As the mortgage and banking industry began to collapse last year, a painful reminder that prejudice banking still exists echoed over thousands of foreclosed homes whose minority owners had taken out a second mortgage (with unfavorable terms) to obtain additional money. There are no government statistics of how many of these owners were business owners looking to build their business with these loans, but we can safely assume that many were.
If there is anything to be said here, it is that lending institutions are not always on the entrepreneurs side, especially the minority entrepreneur. The NAACP is currently in the process of pursuing a class-action lawsuit against 17 of these major lenders responsible for the crash. They found that of the thousands of unfavorable sub-prime mortgages that lead to the housing crash, 30 percent were given to African-American homeowners rather than Caucasians, even when they both had the same qualifications.

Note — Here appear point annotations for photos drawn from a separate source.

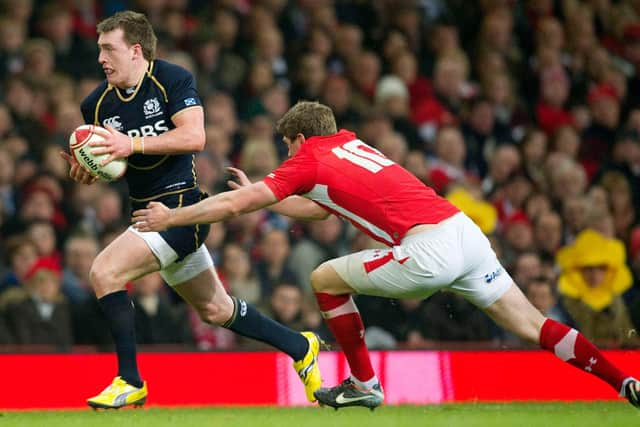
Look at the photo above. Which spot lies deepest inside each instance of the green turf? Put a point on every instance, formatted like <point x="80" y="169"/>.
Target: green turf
<point x="597" y="414"/>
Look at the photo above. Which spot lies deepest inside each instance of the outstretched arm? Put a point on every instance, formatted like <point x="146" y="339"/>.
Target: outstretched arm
<point x="188" y="136"/>
<point x="296" y="207"/>
<point x="157" y="217"/>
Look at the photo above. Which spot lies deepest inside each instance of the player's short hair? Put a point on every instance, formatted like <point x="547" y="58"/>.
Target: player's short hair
<point x="136" y="28"/>
<point x="308" y="118"/>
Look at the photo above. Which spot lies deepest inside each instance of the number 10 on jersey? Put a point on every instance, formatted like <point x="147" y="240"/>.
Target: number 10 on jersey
<point x="353" y="151"/>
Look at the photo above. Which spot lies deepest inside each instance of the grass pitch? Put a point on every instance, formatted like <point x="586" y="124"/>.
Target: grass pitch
<point x="583" y="414"/>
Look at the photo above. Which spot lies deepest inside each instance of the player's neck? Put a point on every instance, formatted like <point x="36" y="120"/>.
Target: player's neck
<point x="136" y="76"/>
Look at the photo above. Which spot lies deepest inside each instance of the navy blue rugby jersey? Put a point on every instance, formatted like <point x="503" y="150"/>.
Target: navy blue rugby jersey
<point x="166" y="90"/>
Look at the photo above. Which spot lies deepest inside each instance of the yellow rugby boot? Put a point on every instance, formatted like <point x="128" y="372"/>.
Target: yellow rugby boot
<point x="118" y="394"/>
<point x="307" y="367"/>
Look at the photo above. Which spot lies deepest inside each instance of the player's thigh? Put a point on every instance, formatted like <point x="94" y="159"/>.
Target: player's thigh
<point x="378" y="272"/>
<point x="327" y="280"/>
<point x="483" y="279"/>
<point x="126" y="258"/>
<point x="195" y="279"/>
<point x="513" y="312"/>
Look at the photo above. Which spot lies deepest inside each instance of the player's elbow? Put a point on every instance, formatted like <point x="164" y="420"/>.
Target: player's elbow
<point x="319" y="215"/>
<point x="198" y="139"/>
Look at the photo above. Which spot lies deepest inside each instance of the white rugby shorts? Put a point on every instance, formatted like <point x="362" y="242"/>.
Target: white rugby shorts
<point x="455" y="255"/>
<point x="172" y="271"/>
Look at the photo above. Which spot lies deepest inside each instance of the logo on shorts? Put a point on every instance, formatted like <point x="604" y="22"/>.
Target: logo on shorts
<point x="488" y="278"/>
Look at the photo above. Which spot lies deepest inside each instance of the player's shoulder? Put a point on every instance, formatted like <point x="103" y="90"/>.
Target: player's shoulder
<point x="92" y="99"/>
<point x="168" y="73"/>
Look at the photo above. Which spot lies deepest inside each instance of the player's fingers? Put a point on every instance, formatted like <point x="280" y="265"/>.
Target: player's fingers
<point x="108" y="160"/>
<point x="105" y="133"/>
<point x="75" y="171"/>
<point x="69" y="158"/>
<point x="111" y="129"/>
<point x="139" y="213"/>
<point x="102" y="150"/>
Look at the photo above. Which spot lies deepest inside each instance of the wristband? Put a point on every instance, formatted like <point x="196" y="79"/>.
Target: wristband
<point x="137" y="145"/>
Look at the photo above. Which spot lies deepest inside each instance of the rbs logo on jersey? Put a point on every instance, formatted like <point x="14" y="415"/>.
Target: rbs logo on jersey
<point x="155" y="129"/>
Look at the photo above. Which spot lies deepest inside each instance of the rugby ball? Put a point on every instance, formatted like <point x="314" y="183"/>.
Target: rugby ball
<point x="81" y="151"/>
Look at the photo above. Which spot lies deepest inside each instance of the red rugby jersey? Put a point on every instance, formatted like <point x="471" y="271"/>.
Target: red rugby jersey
<point x="357" y="182"/>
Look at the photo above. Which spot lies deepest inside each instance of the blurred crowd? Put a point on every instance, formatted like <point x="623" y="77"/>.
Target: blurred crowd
<point x="526" y="114"/>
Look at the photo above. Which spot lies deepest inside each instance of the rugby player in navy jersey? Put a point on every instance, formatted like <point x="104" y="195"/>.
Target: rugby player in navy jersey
<point x="154" y="118"/>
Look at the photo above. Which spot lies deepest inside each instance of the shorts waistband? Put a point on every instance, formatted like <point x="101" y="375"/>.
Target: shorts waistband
<point x="455" y="218"/>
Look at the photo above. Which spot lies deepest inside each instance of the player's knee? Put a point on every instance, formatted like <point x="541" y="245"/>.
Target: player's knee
<point x="103" y="280"/>
<point x="214" y="313"/>
<point x="318" y="279"/>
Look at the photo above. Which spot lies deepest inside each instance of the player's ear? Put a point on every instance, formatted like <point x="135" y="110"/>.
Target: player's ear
<point x="137" y="50"/>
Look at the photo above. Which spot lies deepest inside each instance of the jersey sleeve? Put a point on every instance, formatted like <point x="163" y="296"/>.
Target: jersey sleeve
<point x="182" y="91"/>
<point x="296" y="175"/>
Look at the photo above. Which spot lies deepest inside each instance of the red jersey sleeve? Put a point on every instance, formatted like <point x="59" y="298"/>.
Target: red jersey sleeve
<point x="296" y="175"/>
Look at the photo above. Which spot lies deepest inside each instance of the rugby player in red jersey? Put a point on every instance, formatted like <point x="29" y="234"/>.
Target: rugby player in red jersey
<point x="431" y="246"/>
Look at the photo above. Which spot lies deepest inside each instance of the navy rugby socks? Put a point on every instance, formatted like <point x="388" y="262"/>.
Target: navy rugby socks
<point x="249" y="322"/>
<point x="119" y="311"/>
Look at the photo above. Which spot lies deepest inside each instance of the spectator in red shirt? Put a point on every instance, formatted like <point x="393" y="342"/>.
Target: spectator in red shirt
<point x="554" y="92"/>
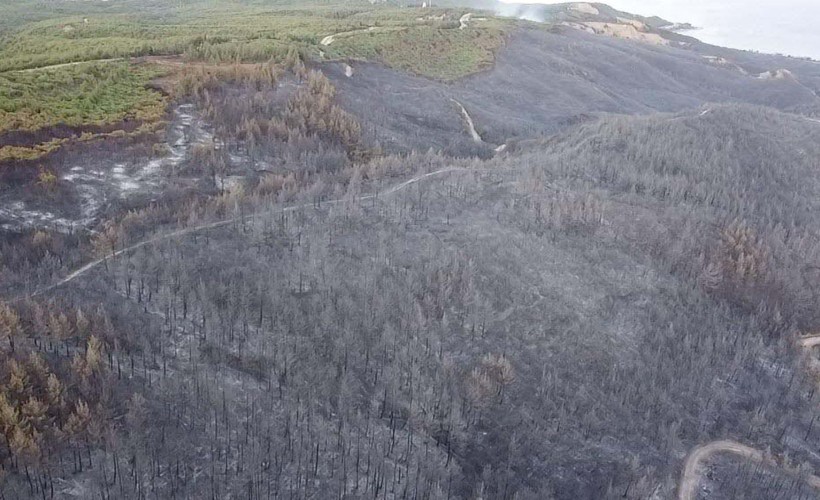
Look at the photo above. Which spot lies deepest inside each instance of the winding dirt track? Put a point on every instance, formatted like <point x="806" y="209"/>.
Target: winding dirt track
<point x="690" y="478"/>
<point x="213" y="225"/>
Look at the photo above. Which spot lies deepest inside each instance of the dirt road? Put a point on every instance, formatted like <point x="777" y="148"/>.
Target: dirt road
<point x="690" y="478"/>
<point x="213" y="225"/>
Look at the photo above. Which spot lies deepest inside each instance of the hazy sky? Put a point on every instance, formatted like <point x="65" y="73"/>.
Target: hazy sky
<point x="784" y="26"/>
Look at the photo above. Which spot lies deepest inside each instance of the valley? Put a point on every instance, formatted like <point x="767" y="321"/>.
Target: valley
<point x="268" y="249"/>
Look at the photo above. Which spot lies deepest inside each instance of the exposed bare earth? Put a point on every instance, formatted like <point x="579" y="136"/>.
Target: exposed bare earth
<point x="688" y="487"/>
<point x="213" y="225"/>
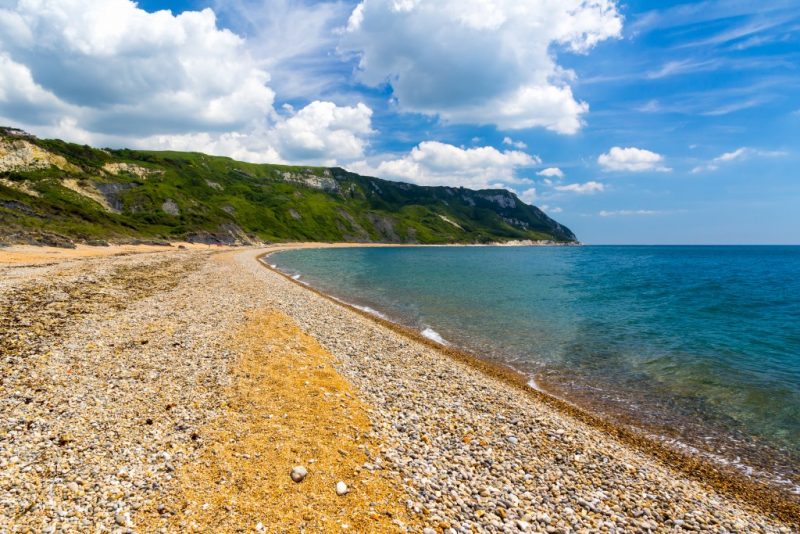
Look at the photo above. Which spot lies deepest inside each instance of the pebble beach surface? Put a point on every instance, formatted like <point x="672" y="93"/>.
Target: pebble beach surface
<point x="116" y="372"/>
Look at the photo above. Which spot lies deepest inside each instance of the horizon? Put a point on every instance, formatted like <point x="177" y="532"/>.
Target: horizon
<point x="644" y="123"/>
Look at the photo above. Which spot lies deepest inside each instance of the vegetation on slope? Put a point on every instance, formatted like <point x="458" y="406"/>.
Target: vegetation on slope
<point x="56" y="192"/>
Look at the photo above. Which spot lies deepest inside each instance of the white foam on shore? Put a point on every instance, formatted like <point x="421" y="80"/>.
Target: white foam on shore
<point x="371" y="311"/>
<point x="533" y="385"/>
<point x="433" y="335"/>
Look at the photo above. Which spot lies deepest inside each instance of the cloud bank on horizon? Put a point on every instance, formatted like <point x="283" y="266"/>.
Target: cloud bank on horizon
<point x="588" y="107"/>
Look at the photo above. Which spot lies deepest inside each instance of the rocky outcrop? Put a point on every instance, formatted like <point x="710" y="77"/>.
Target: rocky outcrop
<point x="309" y="179"/>
<point x="20" y="155"/>
<point x="128" y="168"/>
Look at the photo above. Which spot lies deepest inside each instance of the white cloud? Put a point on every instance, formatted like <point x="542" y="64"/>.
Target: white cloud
<point x="528" y="196"/>
<point x="106" y="72"/>
<point x="730" y="156"/>
<point x="294" y="40"/>
<point x="551" y="172"/>
<point x="117" y="69"/>
<point x="478" y="61"/>
<point x="583" y="189"/>
<point x="435" y="163"/>
<point x="324" y="132"/>
<point x="632" y="159"/>
<point x="516" y="144"/>
<point x="627" y="213"/>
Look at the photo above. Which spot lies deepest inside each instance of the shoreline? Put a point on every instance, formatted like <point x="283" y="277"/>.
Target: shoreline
<point x="727" y="480"/>
<point x="176" y="391"/>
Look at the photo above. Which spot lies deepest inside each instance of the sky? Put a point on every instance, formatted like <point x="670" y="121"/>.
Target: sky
<point x="643" y="122"/>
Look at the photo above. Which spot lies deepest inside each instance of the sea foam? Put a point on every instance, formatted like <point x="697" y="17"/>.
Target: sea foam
<point x="433" y="335"/>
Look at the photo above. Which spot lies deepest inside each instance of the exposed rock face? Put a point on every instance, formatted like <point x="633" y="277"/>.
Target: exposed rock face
<point x="450" y="221"/>
<point x="504" y="201"/>
<point x="384" y="225"/>
<point x="19" y="186"/>
<point x="129" y="168"/>
<point x="90" y="192"/>
<point x="113" y="193"/>
<point x="22" y="155"/>
<point x="308" y="179"/>
<point x="171" y="208"/>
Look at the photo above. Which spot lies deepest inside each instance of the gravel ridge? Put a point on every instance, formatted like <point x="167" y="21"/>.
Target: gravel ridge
<point x="109" y="367"/>
<point x="479" y="456"/>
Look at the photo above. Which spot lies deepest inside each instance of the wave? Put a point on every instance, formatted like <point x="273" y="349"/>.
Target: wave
<point x="371" y="311"/>
<point x="433" y="335"/>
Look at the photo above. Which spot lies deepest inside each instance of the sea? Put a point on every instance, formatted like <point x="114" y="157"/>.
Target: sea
<point x="696" y="346"/>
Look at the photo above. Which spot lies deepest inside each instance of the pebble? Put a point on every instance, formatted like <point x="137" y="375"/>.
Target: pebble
<point x="91" y="381"/>
<point x="299" y="473"/>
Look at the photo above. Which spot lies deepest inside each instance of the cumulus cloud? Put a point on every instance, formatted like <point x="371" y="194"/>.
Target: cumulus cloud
<point x="516" y="144"/>
<point x="106" y="72"/>
<point x="529" y="195"/>
<point x="117" y="69"/>
<point x="479" y="61"/>
<point x="582" y="189"/>
<point x="632" y="159"/>
<point x="435" y="163"/>
<point x="324" y="132"/>
<point x="551" y="172"/>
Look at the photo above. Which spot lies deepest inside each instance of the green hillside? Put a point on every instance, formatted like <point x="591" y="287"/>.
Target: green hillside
<point x="52" y="192"/>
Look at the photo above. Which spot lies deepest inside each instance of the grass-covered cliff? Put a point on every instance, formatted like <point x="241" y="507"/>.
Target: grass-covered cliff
<point x="56" y="192"/>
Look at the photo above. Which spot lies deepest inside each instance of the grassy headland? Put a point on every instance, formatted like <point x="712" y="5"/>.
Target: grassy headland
<point x="53" y="192"/>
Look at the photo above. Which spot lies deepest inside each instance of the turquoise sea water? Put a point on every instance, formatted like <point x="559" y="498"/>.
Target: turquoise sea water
<point x="697" y="345"/>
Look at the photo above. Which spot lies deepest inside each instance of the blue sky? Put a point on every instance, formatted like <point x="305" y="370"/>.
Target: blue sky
<point x="636" y="122"/>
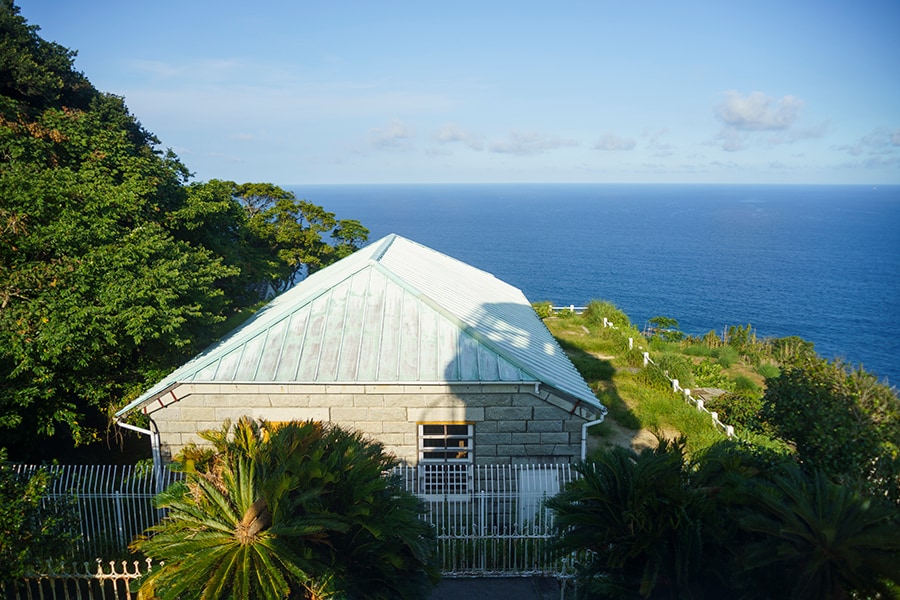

Howard Ross, Founder and Chief Learning Officer of Cook Ross Inc., has been working with two such troubled lending institutions, Freddie Mac and Fannie May, to develop a greater cultural competency to discourage this scenario ever happening again. Ross admits that there is such a thing as prejudice banking, but says it isn’t so much that lenders don’t see everyone as equals, as it is they fail to see our differences. “We are all struggling to make it work,” says Ross, “but our inability to understand each other shows up as an irritation, fear, and prejudice.”
For example, in America, debt has become a way of life. “Not only are most Americans in debt,” says Ross. “Even our own government is in enormous debt.” Business advisers get paid to tell Americans when they don’t have enough debt. While Americans are obsessed with accumulating this so called good debt, many cultures see any type of debt as bad, or even shameful. This alone puts them at risk of poor terms if their hesitation is read by the loan officer as a lack of qualification or confidence.
“Diversity has been built on hundreds of years of past wounds inflicted upon each other,” says Ross. We can’t exactly expect things to heal themselves in 50 years of enforced civility. Cultural lending prejudice does exist, whether we choose to see, believe, or talk about it. Richelle Shaw, owner of Communication Experts, Inc. and FreshStart Telephone in Las Vegas, Nevada, certainly didn’t want to see or believe it, but she experienced it firsthand. “I hit brick wall after brick wall,” says Shaw, reminiscing over the years it took to purchase her first business.
“I had four strikes against me,” says Shaw. “I was African-American, female, 29-years-old, and a little chubby.” She was told there were programs for her, but most offered $10,000 to $50,000 and she needed one million. “The SBA qualified me, but hated the business—I found venture capital, but they ran away with $75,000 of my money—the owner of the business finally said, Richelle, we need a typical president—NASDAQ is not ready for a 29-year-old, African-American woman.”
NASDAQ may not have been ready for Shaw, but nothing in history has ever changed by waiting, so she took the loan process into her own hands. But we’ll get to that in a moment. Let’s first look at the options she had to work with. There are a number of ways an entrepreneur can obtain a loan.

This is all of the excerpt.